L’Afrique est particulièrement démunie face aux risques liés à l’utilisation de substances cancérigènes dans l’industrie et les mines, tel est en substance le message de l’OMS à l’occasion de la Journée mondiale pour la sécurité et la santé au travail.
A l’occasion de la Journée mondiale de la sécurité et de la santé au travail célébrée samedi 28 avril, l’Organisation mondiale de la santé (OMS) a souligné que des millions de travailleurs risquent d’être atteints de cancers liés à leurs lieux de travail, alors que les risques de cancers professionnels, qui font 200.000 victimes chaque année, sont évitables.
Une tragédie évitable !
« La tragédie des cancers professionnels provoqués par l’amiante, le benzène et d’autres substances cancérogènes réside dans le fait que les recherches scientifiques mettent tant de temps à se traduire en mesures de protection », a déclaré le Dr Maria Neira, Directeur à l’OMS de la santé publique et de l’environnement dans un communiqué publié aujourd’hui à Genève.
« Des expositions connues et évitables sont clairement responsables de centaines de milliers de cas supplémentaires de cancer chaque année.
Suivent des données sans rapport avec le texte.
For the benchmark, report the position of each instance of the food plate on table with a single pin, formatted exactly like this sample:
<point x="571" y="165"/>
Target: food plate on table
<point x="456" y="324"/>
Dans l’intérêt de la protection de notre santé nous devons adopter une approche de prévention primaire, c’est à dire débarrasser les lieux de travail des risques cancérigènes », a-t-elle ajouté.
Les principaux cancers professionnels sont le cancer du poumon, de la vessie et de mésothéliome (un cancer malin qui affecte le revêtement intérieur des poumons) pour avoir inhalé des fibres d’amiante et respiré de la fumée de tabac, ou encore de leucémie pour avoir été exposés à du benzène. Un décès par cancer du poumon sur dix est étroitement lié aux risques encourus sur les lieux de travail.
Environ 125 millions de travailleurs à travers le monde sont exposés à l’amiante sur leur lieu de travail et au moins 90 000 meurent chaque année de maladies liées à l’amiante. Des dizaines de milliers d’autres meurent de leucémie causée par l’exposition au benzène, un solvant organique très utilisé par les ouvriers, notamment dans les industries de la chimie et du diamant.
Les niveaux d’exposition aux cancers professionnels sont les plus élevés parmi les travailleurs dont les lieux de travail ne répondent pas aux normes en matière de protection de la santé et de la sécurité et ne disposent pas des infrastructures techniques permettant de prévenir la pollution de l’air par des substances cancérogènes.
Une flagrante inégalité Nord-Sud
Aujourd’hui ces cancérigènes connus sont contrôlés de manière beaucoup plus stricte sur les lieux de travail dans les pays développés. Cependant, les méthodes de production impliquant l’utilisation de cancérigènes tels que l’amiante chrysotile et les pesticides, ainsi que ceux qui sont utilisés dans la fabrication de pneumatiques et la production de colorants, se déplacent vers des pays où les normes en matière d’hygiène du travail sont moins sévèrement appliquées. c’est en particulier le cas de l’Afrique où des multinationales n’hésitent pas à profiter de législations moins strictes que celles auxquelles elles se soumettent dans les pays les plus développés.
Si l’utilisation incontrôlée de substances cancérigènes se poursuit dans les pays en développement, il faut s’attendre à une augmentation sensible des cancers professionnels au cours des prochaines décennies.
Comme si une vie humaine n’avait pas partout le même prix…
Malgré leur connaissance des risques sanitaires réels, le cynisme des groupes qui exploitent les ressources des pays africains les empêche de prendre d’eux-mêmes les précautions parfois coûteuses qu’il serait de leur responsabilité d’adopter ! Comme si une vie humaine ne valait pas partout le même prix…
Il est donc indispensable que les gouvernements des Pays du Sud prennent des mesures coercitives pour protéger leurs citoyens contre les conséquences tragiques de l’exposition, dans leur lieu de travail, à des substances hautement cancérigènes. Tel était le sens de l’alerte exprimée par l’OMS en cette journée mondiale de la sécurité et de la santé au travail.